Jane has it all: a cute boyfriend, two amazing best friends, a place at the top of her high school’s popularity pyramid, and a bright future that might involve her passion for photography. Aside from her mom’s impending marriage to a guy she hates, Jane’s got everything she could wish for. Or so she thinks. When she wakes up in the hospital the night after a hit-and-run left her dying in the titular rosebush, Jane has almost no memory of the night before. But as the details start filtering back, and she receives a series of increasingly creepy “gifts” from a “secret admirer,” she begins to fear that the accident was not so accidental. Can Jane solve the mystery of who tried to kill her before the killer gets a chance to try again?
This book reminded me of the Christopher Pike novels I used to devour in middle school, albeit with slightly less bloodshed and more interesting writing. It’s absolutely over the top with twists and craziness – the number of people who turn out to be bad guys but also AREN’T the killer is a good marker of the soapy melodrama of this book – but it’s a super fun read. Jaffee does a nice job of building suspense and creating cliff-hanger chapter endings. I read much later than I meant to because every time I got to the end of a chapter, I’d find myself saying “Oh, just one more, I have to see what happens next!” Jane is suffering from partial paralysis, which means she’s confined to her hospital bed.
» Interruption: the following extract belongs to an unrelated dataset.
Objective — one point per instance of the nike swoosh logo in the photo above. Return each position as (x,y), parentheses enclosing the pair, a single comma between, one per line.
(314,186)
Jaffe uses this device to create a claustrophobic environment where Jane’s sleuthing is limited, and almost entirely dependent on who comes to visit her. It’s a nice twist on the typical teen thriller.
Rosebush also has elements of series like Gossip Girl and Pretty Little Liars. Jane and her friends are super wealthy and they party hard. There’s lots of brand name dropping and a fair amount of sex and alcohol/drugs, although nothing is too graphic in that department. Depending on how you feel about all of that, this may not be the book for you, but I thought it add to the enjoyable ridiculousness of the whole thing. I was frustrated by Jane’s apparent stupidity sometimes (she waffles a lot between trusting no one and doing trusting things just when she shouldn’t be) and overall the character development consists more of physical descriptions (there are a lot of hot boys in this book) than real personality insights, especially for the minor characters. That said, Rosebush is a fun, quick read. Recommended for fans of the aforementioned series and for mystery-lovers.